Friday, October 7, 2011

Steve Jobs And The Erosion Of Situational Awareness

Steve Jobs has died, but I feel little compulsion to buy an Apple product in tribute to the man. Not that I'm any Luddite. I have a laptop at work (Dell) and a tower-style PC at home (also Dell), and between the two I already commit obscene portions of my waking hours to email, blogging, web site maintenance, word processing, software development, web surfing, social networking and much else. I need some space between work and home in which I can just be myself, wandering through the environment unburdened by the temptations presented by electronic devices. Just as nature intended. Cro-Magnon-ilke, I don't even own a cell phone. However - also Cro-Magnon-like - I am able to remain alert to my environment, ever ready (if not always willing) to plunge my spear into prey or some hairy-backed dude from an enemy tribe. And that is also what nature intended.

Last week I blogged about the science of being streetwise, which boils down to something called "situational awareness". I first encountered this term in a discussion about the differences between Nerds and Jocks. The author had observed that Nerds tended to be focused on their own private worlds, and were often clueless about changes in either their physical or their social environment. Jocks, on the other hand, were always on guard for a ball to catch, a girl to impress, a rival to overtake or a dollar to be made. That is "situational awareness", and it seems to be the main advantage of those guys so annoyingly classed by the pick-up gurus as "alpha males". It allows would-be entrepreneurs to sense "opportunity", athletes to score, and soldiers and policemen to do their jobs. Even if you're a nondescript pedestrian, situational awareness will keep you from getting mugged or run over or even just from falling into an open manhole. I prefer to think that I'm like that.

Most people, these days, aren't. One reason I don't feel a need to buy an Apple product is because I see them everywhere. Their utter ubiquity precludes any curiosity I might have had about them. On the T, on the streets - all around me I see people with iPods plugged into their ears, reading things on their iPads, clamping their iPhones to their faces - or, more often than not - just checking their email on the damn things with flicks of their soft little fingers or diddling with some infantile computer game. And I see them doing all this while they are dodging traffic, stumbling down alleyways and shuffling past shady-looking strangers (like, indeed, me).

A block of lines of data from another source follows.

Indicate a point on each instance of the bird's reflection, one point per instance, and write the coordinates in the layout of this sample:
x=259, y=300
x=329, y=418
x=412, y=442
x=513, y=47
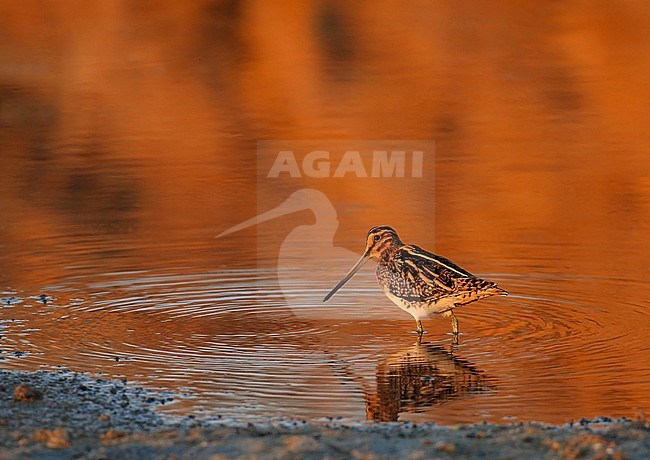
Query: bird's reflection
x=423, y=375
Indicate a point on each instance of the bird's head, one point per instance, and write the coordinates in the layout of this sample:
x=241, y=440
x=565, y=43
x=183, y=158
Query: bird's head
x=381, y=241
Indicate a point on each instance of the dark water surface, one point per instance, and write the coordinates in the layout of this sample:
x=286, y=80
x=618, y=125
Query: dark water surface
x=128, y=140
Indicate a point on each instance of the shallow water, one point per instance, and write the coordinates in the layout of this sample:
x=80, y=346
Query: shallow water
x=124, y=155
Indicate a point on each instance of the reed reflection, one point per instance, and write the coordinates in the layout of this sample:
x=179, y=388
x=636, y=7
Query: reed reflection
x=421, y=376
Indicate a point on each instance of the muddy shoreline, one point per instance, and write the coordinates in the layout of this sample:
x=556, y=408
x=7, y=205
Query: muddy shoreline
x=62, y=414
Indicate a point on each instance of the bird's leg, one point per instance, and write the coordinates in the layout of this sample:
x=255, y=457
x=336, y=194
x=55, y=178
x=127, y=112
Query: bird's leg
x=454, y=323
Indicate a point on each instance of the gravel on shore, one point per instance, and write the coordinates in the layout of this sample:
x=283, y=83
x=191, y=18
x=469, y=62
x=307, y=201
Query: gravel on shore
x=63, y=414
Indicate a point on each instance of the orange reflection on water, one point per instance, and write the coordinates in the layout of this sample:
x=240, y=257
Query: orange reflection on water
x=128, y=136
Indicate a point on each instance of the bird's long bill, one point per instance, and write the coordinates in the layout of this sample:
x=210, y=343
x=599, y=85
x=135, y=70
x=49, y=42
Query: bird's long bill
x=346, y=278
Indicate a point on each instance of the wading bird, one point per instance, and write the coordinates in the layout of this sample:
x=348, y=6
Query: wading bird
x=419, y=282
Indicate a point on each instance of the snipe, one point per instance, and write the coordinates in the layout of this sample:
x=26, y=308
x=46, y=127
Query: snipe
x=419, y=282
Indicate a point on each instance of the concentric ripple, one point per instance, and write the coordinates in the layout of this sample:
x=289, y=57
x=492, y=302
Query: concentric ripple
x=239, y=345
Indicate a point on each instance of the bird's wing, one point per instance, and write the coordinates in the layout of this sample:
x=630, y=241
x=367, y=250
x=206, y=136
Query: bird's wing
x=432, y=276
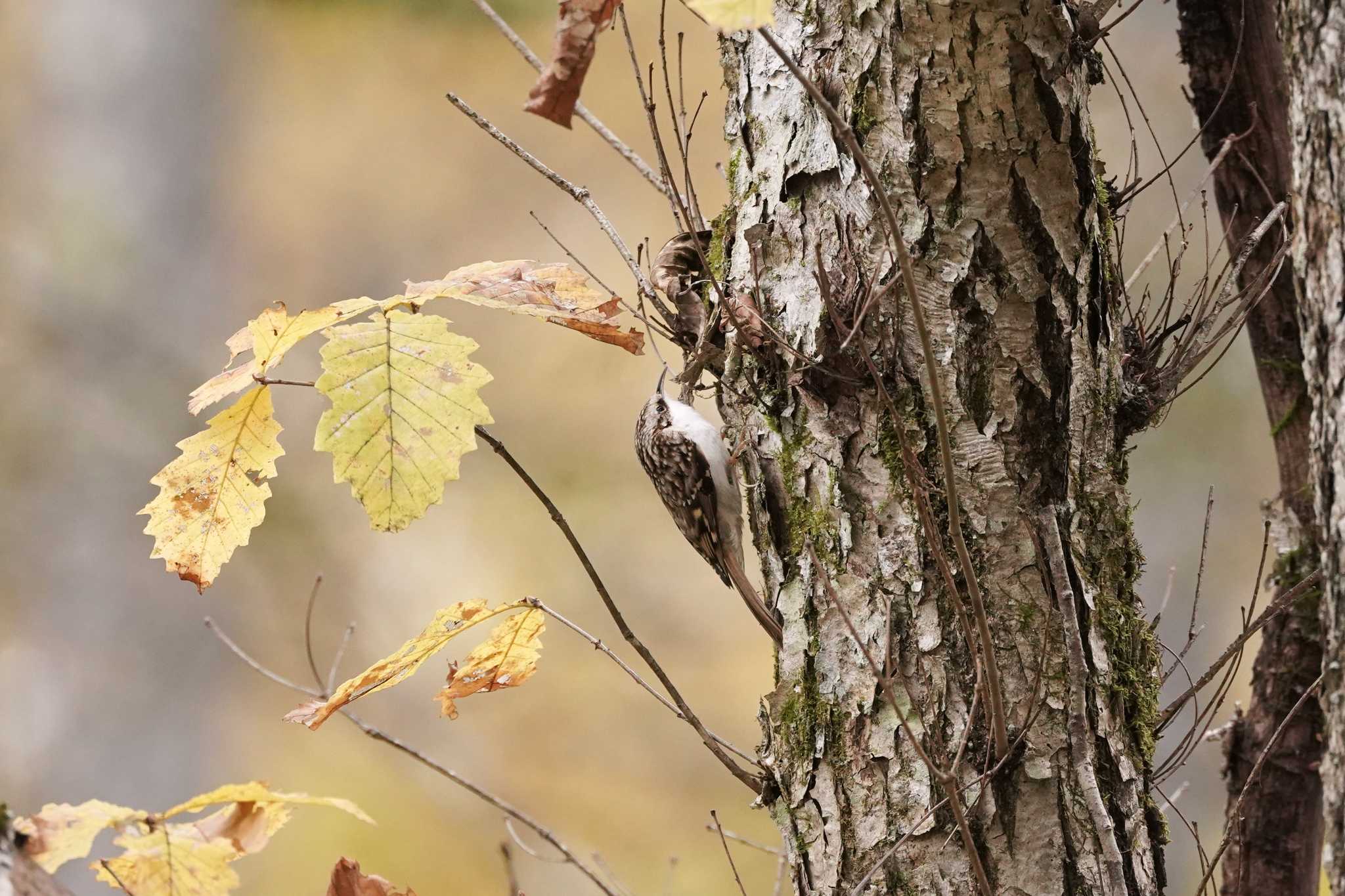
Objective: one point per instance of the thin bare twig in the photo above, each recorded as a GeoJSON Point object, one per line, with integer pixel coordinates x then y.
{"type": "Point", "coordinates": [1252, 775]}
{"type": "Point", "coordinates": [741, 774]}
{"type": "Point", "coordinates": [598, 645]}
{"type": "Point", "coordinates": [309, 630]}
{"type": "Point", "coordinates": [735, 868]}
{"type": "Point", "coordinates": [509, 870]}
{"type": "Point", "coordinates": [577, 194]}
{"type": "Point", "coordinates": [580, 109]}
{"type": "Point", "coordinates": [338, 656]}
{"type": "Point", "coordinates": [743, 840]}
{"type": "Point", "coordinates": [1278, 606]}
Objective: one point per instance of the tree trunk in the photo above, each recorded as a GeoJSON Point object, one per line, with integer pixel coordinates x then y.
{"type": "Point", "coordinates": [1239, 88]}
{"type": "Point", "coordinates": [975, 119]}
{"type": "Point", "coordinates": [1314, 45]}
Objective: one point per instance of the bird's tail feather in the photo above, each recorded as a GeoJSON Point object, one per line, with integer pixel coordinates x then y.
{"type": "Point", "coordinates": [749, 597]}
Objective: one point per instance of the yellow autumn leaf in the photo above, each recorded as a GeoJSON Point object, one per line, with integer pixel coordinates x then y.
{"type": "Point", "coordinates": [268, 337]}
{"type": "Point", "coordinates": [550, 292]}
{"type": "Point", "coordinates": [214, 494]}
{"type": "Point", "coordinates": [400, 666]}
{"type": "Point", "coordinates": [505, 660]}
{"type": "Point", "coordinates": [735, 15]}
{"type": "Point", "coordinates": [171, 860]}
{"type": "Point", "coordinates": [257, 792]}
{"type": "Point", "coordinates": [62, 832]}
{"type": "Point", "coordinates": [404, 408]}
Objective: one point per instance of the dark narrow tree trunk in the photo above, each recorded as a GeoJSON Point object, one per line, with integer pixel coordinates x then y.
{"type": "Point", "coordinates": [1314, 45]}
{"type": "Point", "coordinates": [1239, 88]}
{"type": "Point", "coordinates": [975, 119]}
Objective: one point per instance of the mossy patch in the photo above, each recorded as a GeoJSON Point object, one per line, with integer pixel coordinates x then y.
{"type": "Point", "coordinates": [1111, 561]}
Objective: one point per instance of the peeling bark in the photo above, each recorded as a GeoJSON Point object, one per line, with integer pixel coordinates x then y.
{"type": "Point", "coordinates": [975, 119]}
{"type": "Point", "coordinates": [1314, 49]}
{"type": "Point", "coordinates": [1239, 88]}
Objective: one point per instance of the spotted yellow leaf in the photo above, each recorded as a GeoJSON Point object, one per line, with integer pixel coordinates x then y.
{"type": "Point", "coordinates": [171, 860]}
{"type": "Point", "coordinates": [735, 15]}
{"type": "Point", "coordinates": [268, 337]}
{"type": "Point", "coordinates": [256, 792]}
{"type": "Point", "coordinates": [505, 660]}
{"type": "Point", "coordinates": [400, 666]}
{"type": "Point", "coordinates": [550, 292]}
{"type": "Point", "coordinates": [213, 496]}
{"type": "Point", "coordinates": [62, 832]}
{"type": "Point", "coordinates": [404, 408]}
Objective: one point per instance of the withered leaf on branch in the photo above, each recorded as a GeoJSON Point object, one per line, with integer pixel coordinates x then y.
{"type": "Point", "coordinates": [548, 291]}
{"type": "Point", "coordinates": [268, 337]}
{"type": "Point", "coordinates": [347, 880]}
{"type": "Point", "coordinates": [558, 85]}
{"type": "Point", "coordinates": [214, 494]}
{"type": "Point", "coordinates": [680, 274]}
{"type": "Point", "coordinates": [400, 666]}
{"type": "Point", "coordinates": [170, 859]}
{"type": "Point", "coordinates": [505, 660]}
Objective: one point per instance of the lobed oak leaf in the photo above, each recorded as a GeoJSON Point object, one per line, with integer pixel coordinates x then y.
{"type": "Point", "coordinates": [552, 292]}
{"type": "Point", "coordinates": [558, 85]}
{"type": "Point", "coordinates": [62, 832]}
{"type": "Point", "coordinates": [400, 666]}
{"type": "Point", "coordinates": [214, 494]}
{"type": "Point", "coordinates": [347, 880]}
{"type": "Point", "coordinates": [404, 410]}
{"type": "Point", "coordinates": [505, 660]}
{"type": "Point", "coordinates": [735, 15]}
{"type": "Point", "coordinates": [269, 336]}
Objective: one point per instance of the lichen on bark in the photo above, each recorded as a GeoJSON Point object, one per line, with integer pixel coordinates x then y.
{"type": "Point", "coordinates": [975, 120]}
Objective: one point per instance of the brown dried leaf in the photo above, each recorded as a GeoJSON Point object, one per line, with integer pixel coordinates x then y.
{"type": "Point", "coordinates": [62, 832]}
{"type": "Point", "coordinates": [548, 291]}
{"type": "Point", "coordinates": [347, 880]}
{"type": "Point", "coordinates": [268, 337]}
{"type": "Point", "coordinates": [505, 660]}
{"type": "Point", "coordinates": [558, 85]}
{"type": "Point", "coordinates": [447, 625]}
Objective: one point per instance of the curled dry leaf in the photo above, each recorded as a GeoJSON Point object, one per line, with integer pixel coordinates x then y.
{"type": "Point", "coordinates": [213, 496]}
{"type": "Point", "coordinates": [550, 292]}
{"type": "Point", "coordinates": [62, 832]}
{"type": "Point", "coordinates": [160, 857]}
{"type": "Point", "coordinates": [680, 274]}
{"type": "Point", "coordinates": [268, 337]}
{"type": "Point", "coordinates": [558, 85]}
{"type": "Point", "coordinates": [744, 316]}
{"type": "Point", "coordinates": [171, 860]}
{"type": "Point", "coordinates": [505, 660]}
{"type": "Point", "coordinates": [397, 667]}
{"type": "Point", "coordinates": [347, 880]}
{"type": "Point", "coordinates": [736, 15]}
{"type": "Point", "coordinates": [404, 409]}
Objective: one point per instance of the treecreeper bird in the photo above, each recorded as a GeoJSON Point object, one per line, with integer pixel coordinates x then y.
{"type": "Point", "coordinates": [689, 465]}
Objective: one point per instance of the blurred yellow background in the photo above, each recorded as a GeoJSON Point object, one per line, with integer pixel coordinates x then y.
{"type": "Point", "coordinates": [170, 168]}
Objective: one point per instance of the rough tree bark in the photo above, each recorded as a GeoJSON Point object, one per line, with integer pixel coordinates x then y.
{"type": "Point", "coordinates": [1314, 49]}
{"type": "Point", "coordinates": [1239, 89]}
{"type": "Point", "coordinates": [975, 117]}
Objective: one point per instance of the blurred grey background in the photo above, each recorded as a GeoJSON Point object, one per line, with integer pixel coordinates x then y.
{"type": "Point", "coordinates": [170, 168]}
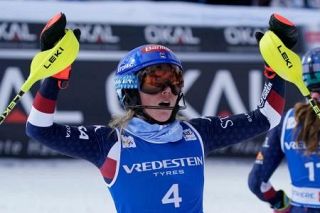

A lot of these folks are young, I know, and I've heard it said that the youngest among us are better at multi-tasking. But anyone should be able to do any task better if they pay full attention to that task while they're doing it. Instead, the young have turned themselves into an entire generation of blinkered Nerds.

A few weeks ago a young woman was assaulted at an inner city Orange Line station. Apparently, she was strolling along fiddling with some electronic device, and some dude came up on her and... You can imagine the rest. The news team reporting this item put a damper on their happy talk for a moment to warn the public about Paying Attention To Their Surroundings. Especially after dark, if you're a nubile young lady, in not the best of Boston neighborhoods. At least she wasn't driving - another venue where "situational awareness" has been eroded right and left by a biblical plague of electronic devices.

Violent crime is not as bad these days as it had sometimes been in previous decades, so sacrificing vigilance to the pleasure of being perpetually wired may not be as costly as it could be. But times change, and eventually the need for vigilance will return. All those people with their precious senses glued to their Jobs-ian iProducts, barely aware of where they're going - much less of what might stand in their way - will suddenly become vulnerable again. Their plight will give new meaning to the phrase "Electric Sheep" as a horde of unplugged-in wolves descends on them.